Seeding sinking down the stretch

Published March 9, 2011 5:00am ET



The expanded NCAA tournament and the deepest Big East Conference ever appear destined to result in the largest number of March Madness berths for one conference in history. Getting those teams into the dance is the easy part. The bigger dilemma is how to seed them.

With late-season swoons and one-game exits in the Big East tournament, both Georgetown and Villanova have fallen as far as they can without getting axed from the NCAA field altogether. But are the Wildcats (21-11) and Hoyas (21-10) as bad as they’ve been playing of late, or are they as good as they were earlier in the year?

Officially, the selection committee no longer uses a data point that measures a team’s record down the stretch.
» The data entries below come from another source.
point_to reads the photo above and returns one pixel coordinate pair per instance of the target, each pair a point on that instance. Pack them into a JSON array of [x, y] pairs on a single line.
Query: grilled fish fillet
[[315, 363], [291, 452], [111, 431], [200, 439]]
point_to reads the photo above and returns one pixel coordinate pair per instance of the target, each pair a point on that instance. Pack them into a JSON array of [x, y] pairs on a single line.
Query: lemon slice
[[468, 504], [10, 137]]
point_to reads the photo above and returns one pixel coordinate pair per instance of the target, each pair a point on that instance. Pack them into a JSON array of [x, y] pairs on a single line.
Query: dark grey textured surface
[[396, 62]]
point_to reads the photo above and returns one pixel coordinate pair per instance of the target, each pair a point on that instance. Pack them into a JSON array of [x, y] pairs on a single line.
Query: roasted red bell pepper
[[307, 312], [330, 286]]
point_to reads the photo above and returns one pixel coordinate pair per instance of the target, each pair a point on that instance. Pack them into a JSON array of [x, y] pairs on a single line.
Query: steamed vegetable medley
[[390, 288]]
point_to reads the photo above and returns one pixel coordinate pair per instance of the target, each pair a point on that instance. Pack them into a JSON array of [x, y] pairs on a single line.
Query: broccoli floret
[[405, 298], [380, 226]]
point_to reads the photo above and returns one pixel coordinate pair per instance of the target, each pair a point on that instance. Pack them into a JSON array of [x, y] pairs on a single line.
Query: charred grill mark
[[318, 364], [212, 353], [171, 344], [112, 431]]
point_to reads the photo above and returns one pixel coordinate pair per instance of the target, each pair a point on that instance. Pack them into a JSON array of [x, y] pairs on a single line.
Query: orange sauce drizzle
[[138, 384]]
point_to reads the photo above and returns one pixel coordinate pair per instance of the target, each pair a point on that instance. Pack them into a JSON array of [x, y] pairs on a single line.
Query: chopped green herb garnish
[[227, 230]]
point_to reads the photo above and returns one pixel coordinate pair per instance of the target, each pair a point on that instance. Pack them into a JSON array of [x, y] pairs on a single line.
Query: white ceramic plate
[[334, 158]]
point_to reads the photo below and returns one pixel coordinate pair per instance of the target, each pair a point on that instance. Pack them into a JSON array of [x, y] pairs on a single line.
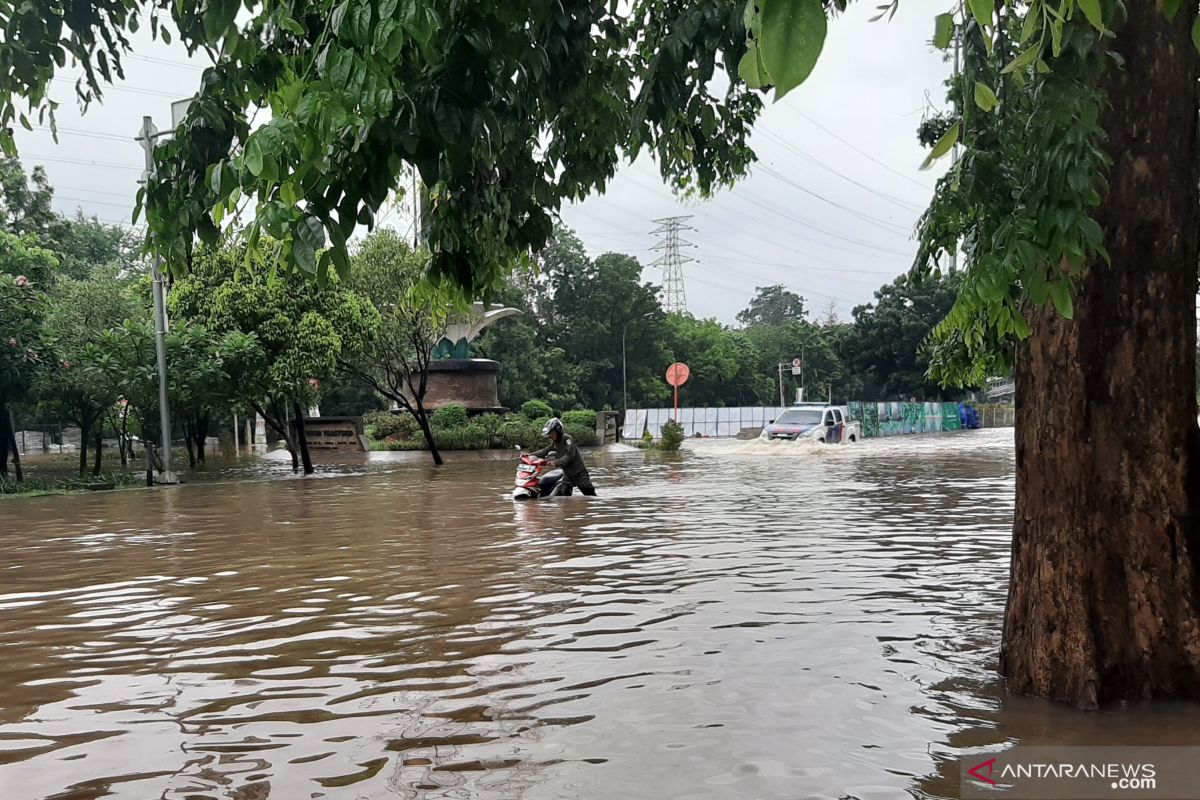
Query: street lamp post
[[624, 384], [147, 138]]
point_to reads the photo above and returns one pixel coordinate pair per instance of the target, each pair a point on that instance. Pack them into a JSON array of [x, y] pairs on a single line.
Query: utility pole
[[675, 298], [954, 150], [147, 138]]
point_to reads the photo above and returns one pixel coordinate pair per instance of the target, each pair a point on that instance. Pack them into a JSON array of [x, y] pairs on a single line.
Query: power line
[[136, 90], [790, 217], [861, 151], [169, 62], [817, 162], [89, 134], [108, 164], [675, 298], [899, 229], [79, 199]]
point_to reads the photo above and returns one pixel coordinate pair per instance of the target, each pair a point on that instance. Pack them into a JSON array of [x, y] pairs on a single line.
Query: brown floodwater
[[738, 621]]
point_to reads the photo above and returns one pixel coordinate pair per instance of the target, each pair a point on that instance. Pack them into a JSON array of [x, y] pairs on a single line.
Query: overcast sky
[[828, 211]]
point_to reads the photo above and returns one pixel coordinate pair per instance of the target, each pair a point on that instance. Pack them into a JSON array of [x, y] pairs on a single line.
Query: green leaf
[[1091, 10], [985, 97], [1023, 60], [982, 11], [253, 156], [943, 145], [750, 68], [1060, 293], [311, 232], [943, 30], [219, 16], [304, 256], [1021, 325], [791, 40], [1031, 24]]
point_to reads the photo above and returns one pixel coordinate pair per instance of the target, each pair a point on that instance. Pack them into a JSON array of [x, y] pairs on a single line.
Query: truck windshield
[[799, 416]]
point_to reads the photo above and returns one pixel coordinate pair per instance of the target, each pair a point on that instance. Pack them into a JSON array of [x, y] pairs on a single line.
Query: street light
[[624, 384], [147, 137]]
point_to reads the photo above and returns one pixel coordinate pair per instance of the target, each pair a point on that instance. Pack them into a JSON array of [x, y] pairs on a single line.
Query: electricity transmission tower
[[675, 298]]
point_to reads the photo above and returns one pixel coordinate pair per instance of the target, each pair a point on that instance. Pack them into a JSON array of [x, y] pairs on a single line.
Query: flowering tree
[[24, 270]]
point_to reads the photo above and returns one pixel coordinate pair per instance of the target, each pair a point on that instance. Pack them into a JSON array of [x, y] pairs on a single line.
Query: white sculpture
[[461, 331]]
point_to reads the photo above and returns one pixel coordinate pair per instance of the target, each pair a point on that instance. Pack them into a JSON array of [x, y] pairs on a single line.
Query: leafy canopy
[[504, 108]]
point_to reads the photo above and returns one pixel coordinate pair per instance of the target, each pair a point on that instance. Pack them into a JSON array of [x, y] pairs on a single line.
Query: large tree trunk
[[99, 441], [1105, 588], [7, 444], [303, 439], [201, 428], [423, 420], [187, 444], [84, 435]]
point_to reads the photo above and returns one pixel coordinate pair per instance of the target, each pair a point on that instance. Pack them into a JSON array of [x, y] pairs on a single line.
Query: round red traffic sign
[[678, 374]]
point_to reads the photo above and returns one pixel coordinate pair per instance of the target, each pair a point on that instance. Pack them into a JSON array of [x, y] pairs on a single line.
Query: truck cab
[[814, 422]]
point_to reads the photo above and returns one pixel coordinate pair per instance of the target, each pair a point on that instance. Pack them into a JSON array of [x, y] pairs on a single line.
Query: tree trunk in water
[[187, 443], [84, 435], [1104, 593], [99, 443], [423, 420], [202, 434], [303, 439], [6, 440]]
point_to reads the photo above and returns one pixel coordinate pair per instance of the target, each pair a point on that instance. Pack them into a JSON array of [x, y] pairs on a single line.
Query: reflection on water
[[821, 624]]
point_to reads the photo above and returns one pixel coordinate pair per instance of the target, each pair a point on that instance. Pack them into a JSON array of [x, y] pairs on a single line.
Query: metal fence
[[887, 419]]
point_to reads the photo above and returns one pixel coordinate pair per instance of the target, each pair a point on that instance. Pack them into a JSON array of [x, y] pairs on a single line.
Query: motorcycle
[[533, 481]]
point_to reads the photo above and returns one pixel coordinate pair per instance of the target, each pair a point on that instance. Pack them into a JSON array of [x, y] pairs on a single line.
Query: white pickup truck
[[823, 423]]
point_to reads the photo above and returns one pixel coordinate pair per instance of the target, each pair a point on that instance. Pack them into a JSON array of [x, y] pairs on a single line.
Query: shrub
[[449, 416], [583, 435], [381, 425], [672, 435], [585, 419], [468, 437], [519, 432], [490, 422], [537, 409]]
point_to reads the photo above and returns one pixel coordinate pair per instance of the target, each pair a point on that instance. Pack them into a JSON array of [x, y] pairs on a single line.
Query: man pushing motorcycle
[[567, 458]]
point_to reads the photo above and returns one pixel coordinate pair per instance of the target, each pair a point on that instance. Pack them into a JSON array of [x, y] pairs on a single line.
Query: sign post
[[677, 376]]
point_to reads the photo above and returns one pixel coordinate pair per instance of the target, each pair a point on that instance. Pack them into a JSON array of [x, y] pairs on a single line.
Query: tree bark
[[303, 439], [202, 434], [7, 443], [423, 420], [99, 443], [1105, 588], [187, 444], [84, 435]]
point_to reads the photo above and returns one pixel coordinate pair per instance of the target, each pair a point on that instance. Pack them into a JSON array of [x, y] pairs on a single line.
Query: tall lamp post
[[147, 138], [624, 384]]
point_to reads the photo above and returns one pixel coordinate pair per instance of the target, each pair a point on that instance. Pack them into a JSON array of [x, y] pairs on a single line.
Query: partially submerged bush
[[449, 416], [586, 419], [537, 409], [381, 425], [672, 435]]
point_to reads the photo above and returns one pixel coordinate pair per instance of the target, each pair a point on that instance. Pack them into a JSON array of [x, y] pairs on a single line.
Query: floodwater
[[744, 620]]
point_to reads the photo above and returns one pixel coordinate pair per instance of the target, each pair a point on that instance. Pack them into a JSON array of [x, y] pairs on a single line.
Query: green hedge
[[537, 410], [586, 419], [485, 432]]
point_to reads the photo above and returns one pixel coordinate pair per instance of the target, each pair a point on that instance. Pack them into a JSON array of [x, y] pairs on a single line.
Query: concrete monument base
[[465, 382]]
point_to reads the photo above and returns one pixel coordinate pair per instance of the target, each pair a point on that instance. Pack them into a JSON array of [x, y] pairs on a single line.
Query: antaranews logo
[[1081, 773]]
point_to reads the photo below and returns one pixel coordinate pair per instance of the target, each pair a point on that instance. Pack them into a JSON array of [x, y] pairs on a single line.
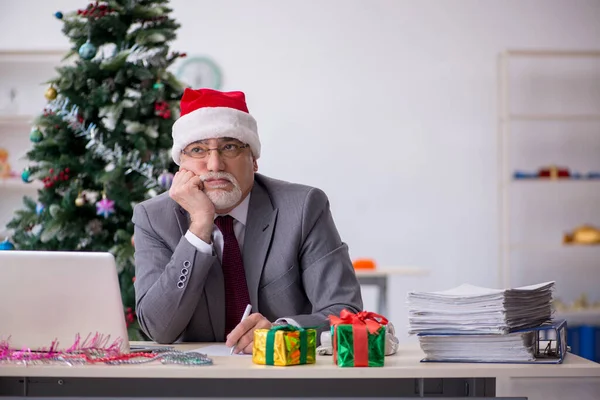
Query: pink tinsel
[[96, 346]]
ESPN.com bracketologist Joe Lunardi says common sense, however, argues that it’s a difficult point to ignore.

“There’s no way you could look at a Villanova or, for that matter, a Georgetown or teams on lesser slides at this point and say that they’re playing as well in March as they were in December or January,” Lunardi said. “I think that becomes more of a seeding question, and I’d like to see [the committee] spend more time and frankly be a little bit more accurate with seeding than we’ve seen.”

Lunardi predicts both the Hoyas and Wildcats will get double-digit seeds when the bracket is unveiled Sunday.

“Maybe the committee will send them both to Dayton [for the at-large play-in round],” Lunardi said, “and they can play each other.”